I’ve been stuck in a weird reading hiatus recently. Weird for me because I’m normally the type of nerd who considers it bragging rights if I make it to 50 books in year. It’s an identity point for better or worse.
However, for a lot reasons, (most of them uninteresting) I just…stopped for about a year and a half. I’m not completely sure what happened to all the time that I used to spend reading (Twitter definitely played more of a role than I’d like to admit to), but I also started and stopped any number of books. I just couldn’t get any of them to hold my interest. I had signed up for Cannonball Read in part to break myself out of this odd stasis, but then suddenly it’s July, and I still hadn’t gotten through anything.
This is all set up to say that when The Power hooked me, it really, really hooked me. If you haven’t read this book already, you may have heard about it when it came out last year, because it attracted quite a bit of attention. The concept is simple and striking. (No pun intended.) One day, women around the world spontaneously develop the ability to deliver an electric shock through their hands. What happens to society? How does the world change when women suddenly have greater physical power than men?
The book is written as a book within a book, a faux history of the change that follows several characters from around the world as they grapple with this new reality. Throughout the book section headings are counting down to something unnamed, and menacing (ten years before, three years before, one year before…) suggesting the initial change to women was only the prelude to a greater catastrophe. Also scattered through the book are illustrations of “artifacts” suggesting matriarchal cultures of the past, as well as evidence that this power once existed.
Make no mistake, this a dark, cynical book. Naomi Alderman has points to make about women in particular and society in general, and they aren’t positives ones. This could have so easily gone a different route and explored how power would look different (both for better and for worse) under a matriarchal society. But its quickly evident that she is interested in power dynamics and the idea that certain inequities in society don’t change, no matter who is on top. The women who climb to power do so by cutting traditionally masculine paths towards very ‘male’ positions; they are respectively, a politician, a mafia boss and a religious cult leader. On a morning show, there is a female anchor who, before the change, works with a condescending male anchor several years or senior. Once the change really sets in, he is replaced by a young man several years her junior who is basically hired to look pretty, while she starts to dress with gravitas and wear glasses. The fundamental idea is everything stays the same more or less, with the genders switched.

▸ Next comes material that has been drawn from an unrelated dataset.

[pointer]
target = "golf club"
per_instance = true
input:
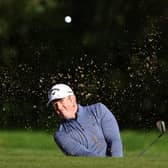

At a few different points, I kept thinking back to the book “Dear Madame President” by Jen Palmieri, which was written by Hilary Clinton’s former communications director in the wake of 2016, in which she talks about the need to re imagine what women in power would like. The thrust of her argument is essentially that collectively, we have failed to create an image of a woman in power, apart from a pale facsimile of how we imagine powerful men. We have therefore created women leaders who are forever at a disadvantage, as they try to plug themselves into an archetype of power that has been created by and for men.
There is another version of The Power, I would have liked to have read. That version would have explored the differences between how women would maintain and use power, were they suddenly to find themselves at the top of society, not just the ways in which they would be similar to men.
I’m not suggesting that Alderman had to write a book about a feminist utopia, or even about how women in power would necessarily do a better a job then men. There is still plenty of room for cynicism about a matriarchy. It just that there is a part of me that feels profoundly sad that as a society (myself included) we seem to have such a paucity of imagination when it comes to imagining women in power who do not operate according to the paradigms set by men, but who are never the less still flawed, still human.
This is not to put you off reading the Power. Alderman is masterful, and she has no need to cater to my particular desires for what else I’d like to see in fiction. It’s a compelling read, and it’s to her credit that it has left me wanting more.